Runtime: GroupCollection should implement IReadOnlyDictionary interface to align with its Dictionary-Type Usage

Created on 15 Aug 2017  路  18Comments  路  Source: dotnet/runtime

GroupCollection acts like a dictionary, but doesn't provide all of the familiar methods found on Dictionary collections. This makes it harder to inspect contents to make informed decisions on its contents to drive logic. For instance, determining if a key was present in a named capture group before trying to perform logic with the result. This can be seen as a follow-on to issue dotnet/runtime#13933 (it was listed in the Open Questions section).

Rationale and Usage

This was something I stumbled upon when trying to make a RegEx expression in two forms, one with a lot of named parameters, but that were all optional. I wanted to check if the parameters existed before proceeding to perform logic with them but discovered that there was no method to check if a named capture group was actually captured. Currently, I can use an indexer to access a specific group name like

match.Groups["options"]

But unlike a normal dictionary, I can't call match.Groups.ContainsKey('options") to see if it exists first before retrieval if I have optional named capture groups. The current Contains method only checks on the object not the named key.

Currently, the group if not captured returns an empty string, but that is a bit misleading, as the group could have been captured but contained no data.

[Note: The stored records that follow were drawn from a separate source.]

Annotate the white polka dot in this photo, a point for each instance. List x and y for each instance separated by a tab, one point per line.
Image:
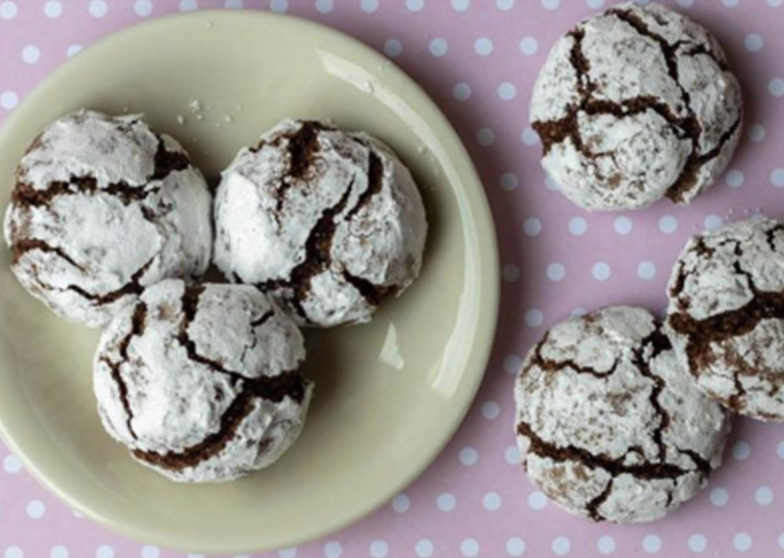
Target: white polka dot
601	271
491	410
446	502
668	224
393	48
491	501
777	178
697	543
556	272
461	92
333	549
36	509
509	181
483	46
512	455
622	225
532	226
734	178
9	100
561	546
764	495
401	503
98	8
415	5
8	10
776	87
512	364
528	46
31	54
515	546
529	136
53	9
485	136
713	222
537	500
606	544
534	318
468	456
469	548
753	42
507	91
646	270
719	497
651	544
742	542
369	6
424	548
510	273
143	8
379	549
578	226
756	132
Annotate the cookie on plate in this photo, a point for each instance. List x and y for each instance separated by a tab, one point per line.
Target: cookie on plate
634	104
327	222
609	425
726	315
202	382
102	207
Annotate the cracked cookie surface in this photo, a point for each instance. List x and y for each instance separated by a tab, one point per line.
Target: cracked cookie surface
103	207
634	104
202	382
726	315
326	222
609	425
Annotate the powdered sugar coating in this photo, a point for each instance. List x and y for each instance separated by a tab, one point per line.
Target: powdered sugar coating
201	382
103	207
608	424
726	315
634	104
327	222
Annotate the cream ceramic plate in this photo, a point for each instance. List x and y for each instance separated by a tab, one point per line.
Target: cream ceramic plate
389	395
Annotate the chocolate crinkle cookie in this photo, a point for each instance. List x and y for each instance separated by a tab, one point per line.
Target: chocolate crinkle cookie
326	222
634	104
609	425
103	207
726	315
202	382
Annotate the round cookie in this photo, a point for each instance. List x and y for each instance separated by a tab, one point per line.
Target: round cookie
202	382
634	104
726	315
103	207
326	222
608	424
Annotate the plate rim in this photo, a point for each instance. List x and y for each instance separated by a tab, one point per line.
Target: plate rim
487	249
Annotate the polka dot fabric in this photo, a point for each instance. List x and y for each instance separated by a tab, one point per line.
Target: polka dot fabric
478	60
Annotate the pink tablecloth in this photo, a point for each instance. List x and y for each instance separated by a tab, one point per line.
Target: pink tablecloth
478	59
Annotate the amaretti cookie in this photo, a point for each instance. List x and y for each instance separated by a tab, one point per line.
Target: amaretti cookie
102	207
202	382
327	222
726	315
609	425
634	104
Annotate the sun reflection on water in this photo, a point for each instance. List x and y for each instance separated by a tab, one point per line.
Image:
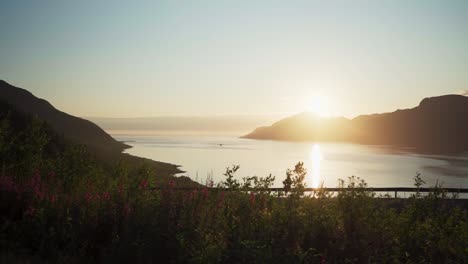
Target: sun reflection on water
316	157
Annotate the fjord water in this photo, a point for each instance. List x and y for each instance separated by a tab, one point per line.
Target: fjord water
202	156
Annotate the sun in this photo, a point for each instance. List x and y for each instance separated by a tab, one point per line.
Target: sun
319	105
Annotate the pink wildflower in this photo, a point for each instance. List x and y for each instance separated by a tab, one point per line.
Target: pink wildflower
31	211
221	200
252	198
205	193
53	198
105	196
88	197
143	184
171	183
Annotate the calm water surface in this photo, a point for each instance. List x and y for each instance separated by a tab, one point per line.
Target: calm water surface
201	156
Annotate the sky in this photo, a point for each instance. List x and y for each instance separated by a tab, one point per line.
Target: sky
159	58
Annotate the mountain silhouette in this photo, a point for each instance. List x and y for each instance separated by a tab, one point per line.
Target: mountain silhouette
439	125
70	127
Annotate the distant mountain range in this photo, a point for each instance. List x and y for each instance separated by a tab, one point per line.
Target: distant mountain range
439	125
81	131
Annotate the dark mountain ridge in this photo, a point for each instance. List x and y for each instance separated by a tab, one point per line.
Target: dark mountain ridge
74	128
80	131
438	125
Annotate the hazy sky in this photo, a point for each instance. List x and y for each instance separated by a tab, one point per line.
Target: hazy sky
150	58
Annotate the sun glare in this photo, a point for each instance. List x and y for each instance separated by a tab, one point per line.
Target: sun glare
319	105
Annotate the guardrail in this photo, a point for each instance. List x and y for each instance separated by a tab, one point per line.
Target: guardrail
395	190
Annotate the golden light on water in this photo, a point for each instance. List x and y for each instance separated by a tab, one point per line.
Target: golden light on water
316	157
320	106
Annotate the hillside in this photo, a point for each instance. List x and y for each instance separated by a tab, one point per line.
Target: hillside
68	128
76	129
438	125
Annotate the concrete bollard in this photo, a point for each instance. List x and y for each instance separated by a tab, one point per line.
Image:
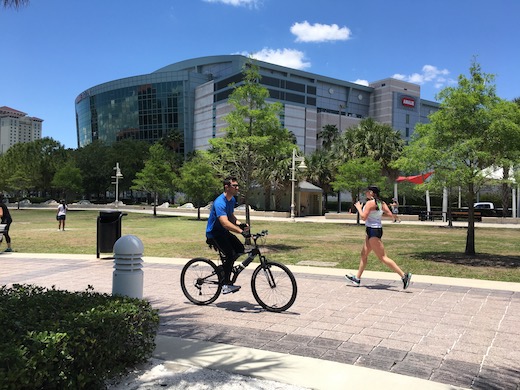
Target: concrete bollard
128	263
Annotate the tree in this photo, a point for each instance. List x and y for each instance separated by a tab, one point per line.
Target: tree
131	155
199	181
323	163
460	140
38	160
157	176
254	141
321	170
68	180
356	174
19	182
15	3
96	167
378	141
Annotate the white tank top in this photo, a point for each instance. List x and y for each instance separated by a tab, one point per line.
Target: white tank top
374	217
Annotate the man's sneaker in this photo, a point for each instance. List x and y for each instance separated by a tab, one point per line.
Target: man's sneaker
229	288
406	280
355	281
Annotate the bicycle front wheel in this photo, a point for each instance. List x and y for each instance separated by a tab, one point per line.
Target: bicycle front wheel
274	286
200	281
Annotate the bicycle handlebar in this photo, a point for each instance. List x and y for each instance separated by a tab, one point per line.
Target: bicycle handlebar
256	236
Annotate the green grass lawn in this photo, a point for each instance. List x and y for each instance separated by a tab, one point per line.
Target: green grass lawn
423	250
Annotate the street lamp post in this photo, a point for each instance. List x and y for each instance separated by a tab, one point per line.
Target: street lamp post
118	176
301	167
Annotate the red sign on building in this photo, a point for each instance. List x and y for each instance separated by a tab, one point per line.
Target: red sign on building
408	102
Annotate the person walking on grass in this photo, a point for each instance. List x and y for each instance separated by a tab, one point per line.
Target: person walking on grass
395	210
6	219
62	215
372	214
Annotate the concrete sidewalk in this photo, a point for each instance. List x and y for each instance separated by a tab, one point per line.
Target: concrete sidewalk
441	333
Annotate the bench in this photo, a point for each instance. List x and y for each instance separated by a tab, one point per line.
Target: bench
456	215
431	216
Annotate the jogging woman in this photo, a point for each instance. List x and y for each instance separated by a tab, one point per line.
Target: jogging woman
372	214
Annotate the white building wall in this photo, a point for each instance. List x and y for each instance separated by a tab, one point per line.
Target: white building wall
16	126
203	116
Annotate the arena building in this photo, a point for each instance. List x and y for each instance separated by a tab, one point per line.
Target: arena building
191	97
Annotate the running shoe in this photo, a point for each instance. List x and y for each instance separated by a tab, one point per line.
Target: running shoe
355	281
229	288
406	280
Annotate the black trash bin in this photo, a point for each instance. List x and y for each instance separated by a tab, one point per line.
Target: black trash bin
108	230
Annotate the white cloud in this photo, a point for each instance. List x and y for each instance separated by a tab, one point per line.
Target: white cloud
285	57
237	3
429	73
317	32
361	82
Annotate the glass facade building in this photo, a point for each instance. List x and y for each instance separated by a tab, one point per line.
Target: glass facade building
190	97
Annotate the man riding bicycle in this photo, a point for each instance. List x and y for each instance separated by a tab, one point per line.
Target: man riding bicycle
221	223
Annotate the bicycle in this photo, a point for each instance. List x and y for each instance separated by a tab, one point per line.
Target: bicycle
273	284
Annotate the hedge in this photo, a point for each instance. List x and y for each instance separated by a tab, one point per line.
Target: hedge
55	339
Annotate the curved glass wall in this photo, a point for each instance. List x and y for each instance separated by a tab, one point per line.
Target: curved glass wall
144	108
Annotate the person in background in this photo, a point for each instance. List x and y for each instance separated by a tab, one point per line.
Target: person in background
395	210
221	223
6	219
372	214
62	214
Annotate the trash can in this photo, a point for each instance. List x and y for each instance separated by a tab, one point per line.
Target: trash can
108	230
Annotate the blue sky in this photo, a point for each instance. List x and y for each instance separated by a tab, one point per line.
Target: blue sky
55	49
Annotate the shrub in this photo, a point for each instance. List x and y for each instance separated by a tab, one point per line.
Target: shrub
57	339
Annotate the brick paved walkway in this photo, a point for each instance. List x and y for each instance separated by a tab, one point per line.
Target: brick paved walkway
463	336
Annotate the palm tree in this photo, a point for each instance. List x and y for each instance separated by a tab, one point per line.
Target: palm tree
15	3
376	140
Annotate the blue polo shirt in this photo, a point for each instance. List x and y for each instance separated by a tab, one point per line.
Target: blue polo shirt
221	206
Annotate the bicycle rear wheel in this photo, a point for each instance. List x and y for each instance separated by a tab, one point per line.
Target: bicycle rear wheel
200	281
274	286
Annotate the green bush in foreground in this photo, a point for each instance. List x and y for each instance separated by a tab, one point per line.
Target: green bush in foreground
53	339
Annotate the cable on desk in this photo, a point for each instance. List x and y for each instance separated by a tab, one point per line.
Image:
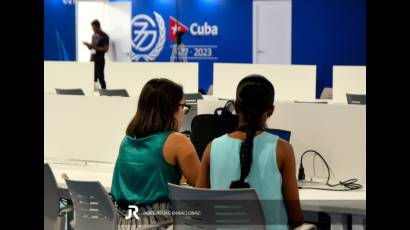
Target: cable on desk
348	184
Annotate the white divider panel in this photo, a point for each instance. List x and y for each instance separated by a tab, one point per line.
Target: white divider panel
348	79
337	131
67	75
291	82
85	128
133	76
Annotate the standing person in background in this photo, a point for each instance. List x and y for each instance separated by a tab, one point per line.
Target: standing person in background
98	47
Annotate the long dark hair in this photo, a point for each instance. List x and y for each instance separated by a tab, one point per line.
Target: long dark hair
254	96
157	104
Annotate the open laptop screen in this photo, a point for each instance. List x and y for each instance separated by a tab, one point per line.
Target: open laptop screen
284	134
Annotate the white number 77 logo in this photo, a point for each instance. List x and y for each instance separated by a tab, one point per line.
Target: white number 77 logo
132	213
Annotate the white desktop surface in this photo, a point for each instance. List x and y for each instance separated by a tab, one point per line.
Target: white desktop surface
351	202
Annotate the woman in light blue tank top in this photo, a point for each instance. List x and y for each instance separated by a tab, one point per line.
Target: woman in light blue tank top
250	157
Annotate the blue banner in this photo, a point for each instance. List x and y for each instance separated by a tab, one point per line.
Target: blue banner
211	31
59	30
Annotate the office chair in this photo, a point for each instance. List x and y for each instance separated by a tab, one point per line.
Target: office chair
70	91
206	127
93	208
218	209
114	92
53	215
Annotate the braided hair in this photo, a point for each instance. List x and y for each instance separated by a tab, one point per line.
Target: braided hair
254	96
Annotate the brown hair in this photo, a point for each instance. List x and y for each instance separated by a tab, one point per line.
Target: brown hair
157	104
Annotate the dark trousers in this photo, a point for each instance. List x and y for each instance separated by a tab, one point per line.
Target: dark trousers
99	72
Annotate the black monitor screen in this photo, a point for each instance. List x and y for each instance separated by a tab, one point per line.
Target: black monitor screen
284	134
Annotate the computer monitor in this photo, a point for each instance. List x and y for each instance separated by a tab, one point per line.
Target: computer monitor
358	99
284	134
114	92
192	96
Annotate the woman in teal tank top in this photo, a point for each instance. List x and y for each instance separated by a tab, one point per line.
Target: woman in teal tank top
153	154
250	157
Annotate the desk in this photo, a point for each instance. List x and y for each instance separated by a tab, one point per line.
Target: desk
338	205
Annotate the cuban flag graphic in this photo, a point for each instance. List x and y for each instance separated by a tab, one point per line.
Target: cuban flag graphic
175	26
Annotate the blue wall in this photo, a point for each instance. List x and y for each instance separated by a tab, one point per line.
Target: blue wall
233	43
59	30
327	33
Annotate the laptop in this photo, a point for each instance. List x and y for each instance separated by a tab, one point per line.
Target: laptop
192	97
284	134
356	99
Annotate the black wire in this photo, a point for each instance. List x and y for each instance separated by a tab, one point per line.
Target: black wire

So, there's an ambiguous state. If we had methods to check if the capture was performed, we could leave the group out and have KeyNotFoundExceptions or nulls to differentiate from existence vs. no data. This would let us then do:

if (match.Groups.ContainsKey("options")) {
    // do something with match.Groups["options"]
}

OR

Group options;
if (match.Groups.TryGetValue("options", out options)) {
    // do something with options group now.
}

Proposed API

public GroupCollection : IReadOnlyDictionary<string, Group>, ... {
    bool ContainsKey(string key);
    bool TryGetValue(string key, out Group group);
    ...
}

Details

  • As mentioned, this was an Open Question of dotnet/runtime#13933 that wasn't resolved. It should be a fairly straight-forward addition to the class.

Updates

  • 8/16/17 Updated request to align with review process format and changed to explicitly call out IReadOnlyDictionary interface.
Hackathon api-approved area-System.Text.RegularExpressions up-for-grabs

Most helpful comment

i'll work on this one during the hackaton

All 18 comments

@michael-hawker good suggestion, would you be willing to update to our standard format for review?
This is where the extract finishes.